What do strawberries, dark chocolate and cherries all have in common? If you guessed that they all can help with your health and wellness, you are right. If you guessed that they are all delicious, we’ll give you that too.

This week on Take Care, a conversation about folk remedies with Denise Foley, an award-winning health journalist and the Contributing Executive Editor at Prevention magazine. She's the co-author of "?The Doctors Book of Home Remedies for Children: ?From Allergies and Animal Bites to Toothache and TV Addiction, Hundreds of Doctor-Proven Techniques and Tips to Care for Your Kid."

Click 'Read More' to hear our interview with Denise Foley.

While the idea of folk remedies may cause some to roll their eyes, whether it’s because a certain home remedy was forced on them as a child by older family members or because they believe folk remedies just don’t work, Foley notes that many “have not only stood the test of time, but they also stand the test of medical research.”

One in particular, using ginger to offset nausea, has proved effective time and time again. Foley suggests people should always have ginger on hand in case it’s needed, and recommends making frozen ginger chips to consume it. You can make the chips by putting fresh ginger into hot water, letting it steep for 10 to 15 minutes, straining it and then freezing it in an ice cube tray. And then, when the time comes, simply crush the ice cubes up, consume them and wait for the relief.

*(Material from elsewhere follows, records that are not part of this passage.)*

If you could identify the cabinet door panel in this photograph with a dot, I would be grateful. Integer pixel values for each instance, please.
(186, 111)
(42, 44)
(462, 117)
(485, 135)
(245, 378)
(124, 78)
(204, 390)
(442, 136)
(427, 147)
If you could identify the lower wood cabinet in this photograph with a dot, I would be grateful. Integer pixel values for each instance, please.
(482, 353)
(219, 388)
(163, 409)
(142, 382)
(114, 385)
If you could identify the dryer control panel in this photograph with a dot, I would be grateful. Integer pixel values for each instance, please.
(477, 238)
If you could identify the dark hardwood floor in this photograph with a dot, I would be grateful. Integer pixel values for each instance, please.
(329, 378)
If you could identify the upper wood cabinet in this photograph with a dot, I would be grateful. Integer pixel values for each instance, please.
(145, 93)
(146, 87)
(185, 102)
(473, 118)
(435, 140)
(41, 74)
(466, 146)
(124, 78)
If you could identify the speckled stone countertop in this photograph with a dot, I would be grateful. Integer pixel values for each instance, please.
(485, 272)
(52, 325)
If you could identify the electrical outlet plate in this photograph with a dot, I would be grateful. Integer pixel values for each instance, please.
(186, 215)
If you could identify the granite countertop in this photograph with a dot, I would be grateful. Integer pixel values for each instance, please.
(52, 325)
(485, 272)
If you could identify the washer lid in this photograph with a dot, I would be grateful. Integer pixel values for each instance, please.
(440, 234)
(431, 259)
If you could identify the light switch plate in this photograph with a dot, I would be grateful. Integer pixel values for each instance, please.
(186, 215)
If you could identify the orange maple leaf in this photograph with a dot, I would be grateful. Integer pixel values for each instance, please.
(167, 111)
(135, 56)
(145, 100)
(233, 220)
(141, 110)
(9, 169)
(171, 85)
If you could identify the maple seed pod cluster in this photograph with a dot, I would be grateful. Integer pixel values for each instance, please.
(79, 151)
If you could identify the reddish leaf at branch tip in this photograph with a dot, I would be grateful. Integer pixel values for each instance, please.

Eating dark chocolate during a cold may be a great way to sweeten up how you feel because it can help suppress coughing. It’s all because dark chocolate contains a substance named theobromine, which Foley says has been shown to be more effective than codeine in suppressing coughs. And chocolate doesn’t come with the side effects of drowsiness and constipation like codeine.

The only downside of using dark chocolate is that it contains caffeine, which may not be the best idea to consume before going to bed. For those who can’t stop coughing while trying to sleep, Foley recommends another sweet remedy—two teaspoons of honey. Honey helps coat the back of the throat, naturally causing the cough to disappear, says Foley. She adds that honey also can contain antibiotics which may help fight off other diseases, and has been shown to be more effective than cough medicines for kids with colds.

But if a cough isn’t what’s keeping you up at, and you just have good old insomnia, Foley has other another suggestion -- cherries. Tart cherries contain melatonin, a natural hormone that puts the body to sleep. Melatonin can only be produced when it’s dark out. Today, many sources of light—whether it’s the television or that annoying street light outside your window—interfere with the body’s natural melatonin production. So Foley recommends trying tart cherry juice.

When it comes to dental hygiene, Foley say that there are natural ways to have your smile looking—and smelling—great. To keep your pearly whites actually looking white, Foley suggests making a homemade toothpaste out of crushed strawberries and a pinch of baking soda. The combination of the malic acid and the seeds in the strawberries can help remove stains on the teeth.

To keep your breath smelling fresh, Foley recommends a two-step process. Step one is gargling with lemon water. “The acidic juice creates an environment where bacteria do not want to live,” she says. Step two involves eating plain, unsweetened yogurt that contains lactobacillus, a type of probiotic. “It actually gives you other kinds of bacteria that compete with the bacteria that is causing your bad breath,” says Foley. The results from this method are shown to last anywhere between 12 and 24 hours, she says, which means doing this once in the morning can yield a day’s worth of good smelling breath.